Is visceral/abdominal fat a thickening of the submucosa and a cirrhosis/mesentery layer of the GI tract? Does it accumulate as a protective response in the event of intestinal permeability, and is it an accurate indicator [of] gut-related pathologies?

Amy Nett: Next question from Ariel. She says, “Is visceral/abdominal fat a thickening of the submucosa and a cirrhosis/mesentery layer of the GI tract? Does it accumulate as a protective response in the event of intestinal permeability, and is it an accurate indicator [of] gut-related pathologies?”
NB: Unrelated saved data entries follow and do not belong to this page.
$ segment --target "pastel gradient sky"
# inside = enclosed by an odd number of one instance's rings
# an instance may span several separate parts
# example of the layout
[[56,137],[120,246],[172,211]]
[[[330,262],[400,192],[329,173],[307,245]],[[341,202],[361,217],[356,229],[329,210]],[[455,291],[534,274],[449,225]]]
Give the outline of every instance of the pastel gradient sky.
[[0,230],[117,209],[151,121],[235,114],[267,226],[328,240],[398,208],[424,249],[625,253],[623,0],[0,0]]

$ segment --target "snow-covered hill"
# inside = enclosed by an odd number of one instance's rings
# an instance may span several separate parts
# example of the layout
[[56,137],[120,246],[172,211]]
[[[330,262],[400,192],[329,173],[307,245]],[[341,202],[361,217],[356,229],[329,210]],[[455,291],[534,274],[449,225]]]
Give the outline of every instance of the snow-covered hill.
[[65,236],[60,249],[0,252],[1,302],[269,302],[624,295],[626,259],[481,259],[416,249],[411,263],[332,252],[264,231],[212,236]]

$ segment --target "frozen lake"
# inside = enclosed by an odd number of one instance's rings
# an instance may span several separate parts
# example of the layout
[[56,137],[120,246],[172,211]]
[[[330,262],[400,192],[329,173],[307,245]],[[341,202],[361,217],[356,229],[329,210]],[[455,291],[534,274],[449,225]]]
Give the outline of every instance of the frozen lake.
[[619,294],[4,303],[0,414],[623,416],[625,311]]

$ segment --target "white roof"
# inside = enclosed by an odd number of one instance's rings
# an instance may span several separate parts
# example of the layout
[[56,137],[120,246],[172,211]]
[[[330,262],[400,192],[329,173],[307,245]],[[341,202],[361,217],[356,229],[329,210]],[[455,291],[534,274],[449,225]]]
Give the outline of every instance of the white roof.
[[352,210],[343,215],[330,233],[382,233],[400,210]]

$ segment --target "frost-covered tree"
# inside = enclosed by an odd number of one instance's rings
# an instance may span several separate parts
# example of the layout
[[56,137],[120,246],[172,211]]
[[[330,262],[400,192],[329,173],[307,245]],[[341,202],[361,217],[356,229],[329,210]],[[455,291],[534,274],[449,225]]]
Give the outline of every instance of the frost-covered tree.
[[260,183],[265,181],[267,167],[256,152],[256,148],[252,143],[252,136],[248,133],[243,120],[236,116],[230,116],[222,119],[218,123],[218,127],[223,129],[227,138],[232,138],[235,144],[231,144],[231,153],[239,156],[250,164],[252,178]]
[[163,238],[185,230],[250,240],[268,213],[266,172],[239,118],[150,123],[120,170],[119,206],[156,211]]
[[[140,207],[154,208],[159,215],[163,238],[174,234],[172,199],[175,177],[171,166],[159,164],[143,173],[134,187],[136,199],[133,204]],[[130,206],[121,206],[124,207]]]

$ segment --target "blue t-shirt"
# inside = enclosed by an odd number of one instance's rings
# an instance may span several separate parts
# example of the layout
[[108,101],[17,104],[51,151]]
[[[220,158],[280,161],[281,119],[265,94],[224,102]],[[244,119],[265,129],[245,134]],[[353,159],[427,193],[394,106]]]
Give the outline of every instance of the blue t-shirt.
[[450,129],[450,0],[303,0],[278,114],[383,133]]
I think of visceral and abdominal fat, I think of it a little bit more as, like, obesity, and that’s where some of the extra calories are being stored. I mean, I think I have plenty of thin patients with intestinal permeability or GI-related pathologies who are pretty thin, and on CT [computed tomography] scan, we don’t necessarily see any stranding, etc. Even a little bit of intestinal permeability, I don’t think you’re necessarily going to see a strong inflammatory reaction outside of the gut wall in terms of looking macroscopically. I think visceral and abdominal fat, the way I’m thinking about it a little bit, more is that’s just where some people have fatty accumulation. You can talk about the gynoid and android body types in terms of where people store their fat. If you have, like, estrogen dominance, in particular, you’re going to [have] your fat stores around your hips and get that more classic pear shape, and the sort of apple shape or android phenotype that you’re going to get, I think this is just kind of where people are storing their excess fat. I don’t necessarily think of it as an indicator of GI pathology. Of course, the two often go hand in hand if you’re not metabolically healthy. We know that abdominal fat is higher risk in terms of cardiovascular disease and more often associated with being less, kind of, metabolically healthy. Certainly, I think the two can be correlated without causation. Hopefully, that answers that question.